Gigantes

París sigue en estado de colpaso en este viernes nublado y algo fresco. El paro de los empleados de transporte de la poderosa SNCF en contra de las reformas jubilatorias que impulsa el gobierno de Nicolas Sarkozy se extendió hasta hoy y la inactividad de los trenes es casi total, mientras de los subtes funcionan con intermitencia. Se complica la llegada de más de 40 mil ingleses, sobre todo de aquellos que optan por la vía más rápida: el tren que une Waterloo con la Gare du Nord. Pero, de todos modos, esta ciudad ya palpita la gran final de mañana. Inglaterra y los Springboks sudafricanos se enfrentarán a partir de las 21, las 16 de la Argentina, en el majestuoso Stade de France, que será colmado por 80 mil personas. Chocan dos gigantes. El inventor del rugby y el país en el que el rugby es una pasión. Ambos irán por su segundo título.

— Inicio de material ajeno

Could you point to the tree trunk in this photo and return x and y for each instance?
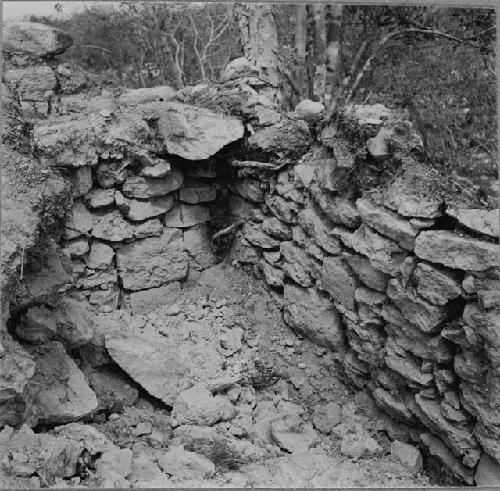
(259, 37)
(300, 47)
(310, 51)
(319, 51)
(333, 49)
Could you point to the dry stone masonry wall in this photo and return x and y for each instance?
(402, 285)
(344, 224)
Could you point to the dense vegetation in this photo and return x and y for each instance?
(436, 62)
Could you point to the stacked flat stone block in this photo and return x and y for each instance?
(412, 308)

Los boks son los favoritos por varios aspectos. Son los únicos que ganaron sus seis partidos, tienen un equipo compacto en todas sus líneas y, además, cuentan con el antecedente de haber barrido a los ingleses en la primera ronda, también en el Stade de France, por un contundente 36-0. Pero aquello fue el 14 de septiembre, hace bastante, y esa noche no estaba Jonny Wilkinson.
Después de aquel test, los ingleses no perdieron más. Le ganaron a Tonga un partido que era una final y sacaron de carrera a dos de los grandes favoritos, los Wallabies y los locales.
Los Springboks tienen un pack durísimo, un line invencible y jugadores desequilibrantes como el segunda línea Victor Matfield, el fullback Percy Montgomery (seguramente será el goleador del Mundial) y el wing Bryan Habana, la pesadilla de Los Pumas. Pero los ingleses tienen a Wilko, quizá el único jugador del mundo que él solo puede cambiarle la cara a un equipo.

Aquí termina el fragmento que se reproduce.